Mainstream economists and economic commentators continue to invoke the so-called “dignity of work” to criticize the idea of a universal basic income. 

It’s an argument I’ve dealt with before (e.g., here and here). As I see it, there’s nothing necessarily dignified about most people being forced to have the freedom to sell their ability to work to a tiny group of employers. The idea may be intrinsic to capitalism—but that doesn’t mean it contributes to the dignity of people who work for a living, especially when they have no control over how they work or what they produce when they work.

Matt Bruenig, to his credit, suggests an alternative argument against the critics of a universal basic income:

these writers dislike the fact that a UBI would deliver individuals income in a way that is divorced from working. Such an income arrangement would, it is argued, lead to meaninglessness, social dysfunction, and resentment.

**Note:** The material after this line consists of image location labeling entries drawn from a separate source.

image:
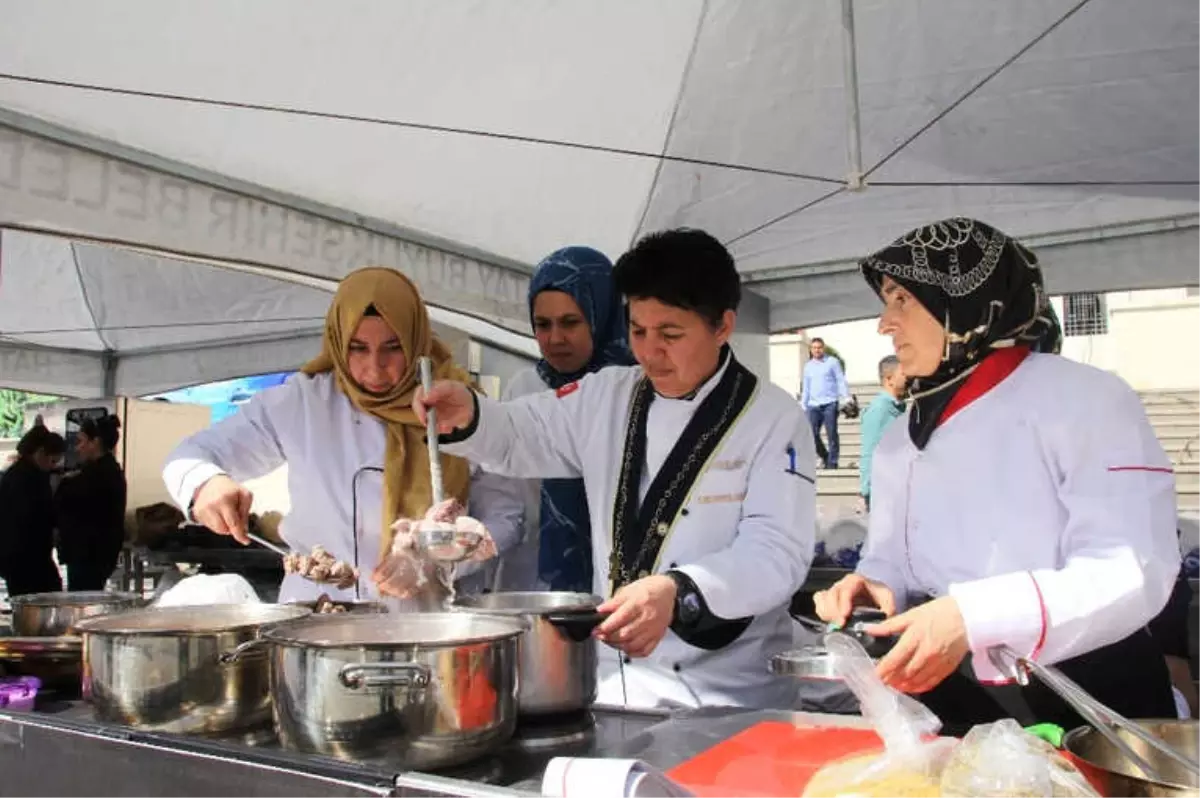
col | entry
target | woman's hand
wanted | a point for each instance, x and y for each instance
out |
(835, 604)
(403, 573)
(933, 645)
(453, 402)
(223, 507)
(639, 615)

One obvious problem with this analysis is that passive income — income divorced from work — already exists.

Bruenig is making a distinction between income related to work and income that comes from other sources—passive or not-work—which represents a fundamental divide within contemporary society.

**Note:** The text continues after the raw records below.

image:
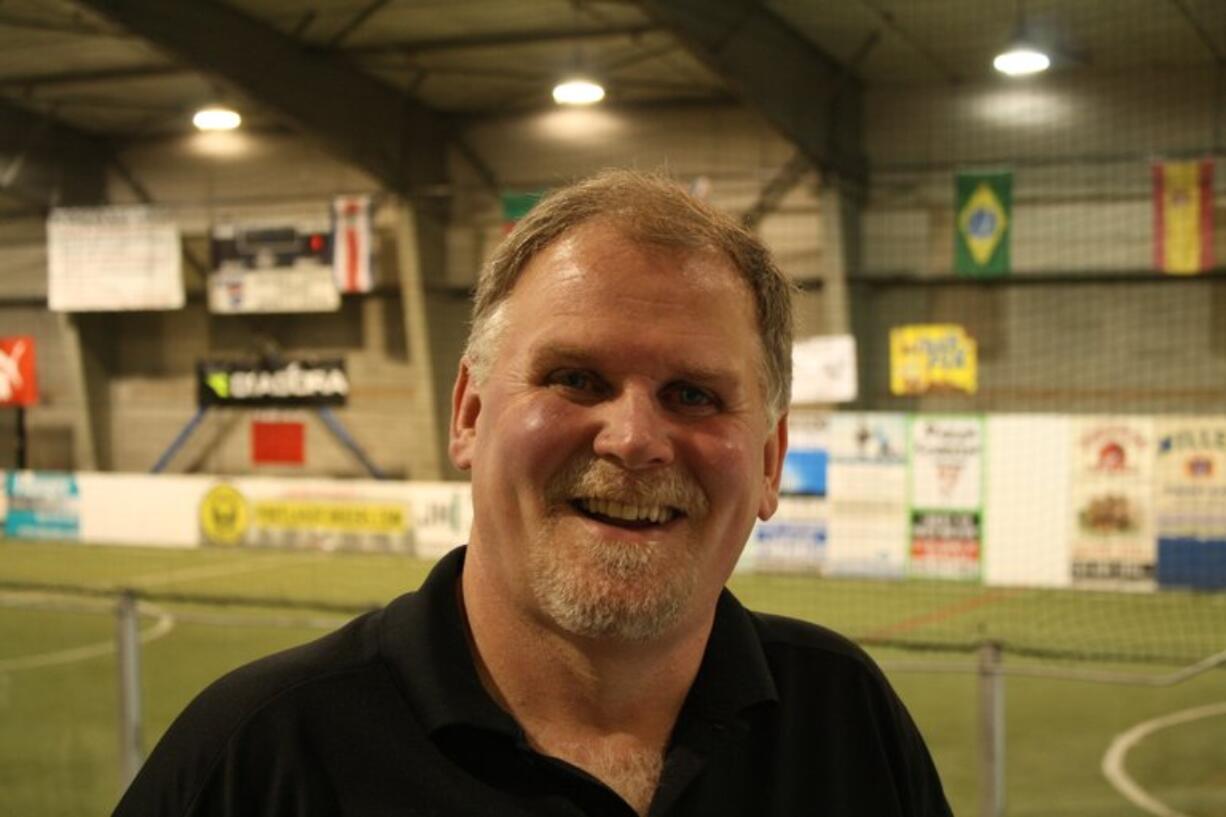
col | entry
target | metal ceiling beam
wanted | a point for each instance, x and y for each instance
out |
(356, 117)
(806, 93)
(48, 163)
(503, 39)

As is clear from the data in the chart above, very little of the income (15 percent in 2014) of the bottom 90 percent of Americans stems from not-work (and, even then, most of their apparently not-work income is actually related to previous work, in the form of pension incomes). However, for the tiny group at the top, most of their income (59 percent for the top 1 percent, 75 percent for the top 0.01 percent) is related to not-working (and, of course, most of their work-related income is based on sole proprietorships and elevated executive salaries). In other words, most of their income represents a claim on the extra work performed by others.

So, when critics of a universal basic income rely on the “dignity of work” argument, what they’re really doing is reinforcing the idea that most people can and should derive dignity from working for a small group of employers. At the same time, critics are presuming there’s no loss of dignity for the tiny group at the top, those who have managed to capture most of their income from sources related not to their own work, but the work of everyone else.*

Where’s the dignity in that?

*Now, it’s true, as Noah Smith observes, “many rich people believe that investing constitutes work.” But spending a few minutes a day reading the business press and examining alternative investments does not constitute work—at least as most people understand what it means to work. Or are those rich people referring to the fact that they hire a whole host of other people, from financial advisors to accountants, to do the actual work of managing their not-work investments?

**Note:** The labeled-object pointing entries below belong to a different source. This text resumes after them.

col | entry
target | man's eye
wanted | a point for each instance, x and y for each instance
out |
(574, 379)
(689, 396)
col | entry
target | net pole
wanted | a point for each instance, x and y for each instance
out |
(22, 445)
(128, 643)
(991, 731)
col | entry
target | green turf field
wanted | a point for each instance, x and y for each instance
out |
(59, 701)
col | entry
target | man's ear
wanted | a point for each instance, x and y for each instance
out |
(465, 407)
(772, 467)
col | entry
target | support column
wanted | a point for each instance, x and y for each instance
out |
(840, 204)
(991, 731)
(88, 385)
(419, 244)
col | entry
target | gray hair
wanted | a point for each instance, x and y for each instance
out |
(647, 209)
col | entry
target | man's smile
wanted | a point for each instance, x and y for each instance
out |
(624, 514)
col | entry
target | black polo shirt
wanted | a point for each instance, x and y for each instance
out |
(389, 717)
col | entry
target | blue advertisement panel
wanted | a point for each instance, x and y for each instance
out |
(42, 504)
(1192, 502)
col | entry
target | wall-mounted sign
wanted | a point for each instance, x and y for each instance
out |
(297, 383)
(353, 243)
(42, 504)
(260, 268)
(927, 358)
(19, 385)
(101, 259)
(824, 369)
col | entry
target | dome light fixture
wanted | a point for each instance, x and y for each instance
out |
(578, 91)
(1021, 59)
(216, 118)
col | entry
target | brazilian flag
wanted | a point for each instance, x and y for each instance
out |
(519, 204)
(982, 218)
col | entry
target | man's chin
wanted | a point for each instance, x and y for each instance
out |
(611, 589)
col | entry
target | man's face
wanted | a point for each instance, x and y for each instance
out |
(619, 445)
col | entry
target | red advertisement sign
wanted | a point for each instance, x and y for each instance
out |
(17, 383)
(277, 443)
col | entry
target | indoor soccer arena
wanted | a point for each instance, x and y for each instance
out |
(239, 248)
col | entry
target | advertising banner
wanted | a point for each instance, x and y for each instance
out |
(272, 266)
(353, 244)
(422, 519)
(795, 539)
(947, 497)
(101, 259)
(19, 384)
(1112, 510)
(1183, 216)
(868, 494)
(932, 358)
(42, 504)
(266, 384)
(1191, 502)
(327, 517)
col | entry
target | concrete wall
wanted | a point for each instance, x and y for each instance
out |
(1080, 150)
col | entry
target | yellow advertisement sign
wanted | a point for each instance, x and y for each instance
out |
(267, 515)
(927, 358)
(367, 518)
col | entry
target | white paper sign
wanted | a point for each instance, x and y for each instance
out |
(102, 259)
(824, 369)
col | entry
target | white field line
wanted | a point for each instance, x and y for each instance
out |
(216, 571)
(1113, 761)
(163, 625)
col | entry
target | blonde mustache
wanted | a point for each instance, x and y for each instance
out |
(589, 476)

  1. January 12, 2017 at 4:49 pm

    One of our most amusing cultural stories is the elves and the shoemaker. This amuses me because the natural assumption when you hear the story is that we play the part of the shoemaker. In truth, most of us are the elves.

  2. Craig
    January 12, 2017 at 6:36 pm

    Economists think too much in mere economic terms. This is actually the fragmented state of modern intellectualism as a “whole”. They think merely in terms of humans as homo economicus instead of actual whole beings. Hence their narrow definition of purpose is restricted to employment and they confuse leisure with idleness, when leisure is self determined attentive activity which is the essence of edifying purpose itself. Any economics that misses or impedes this realization is by definition humanly regressive.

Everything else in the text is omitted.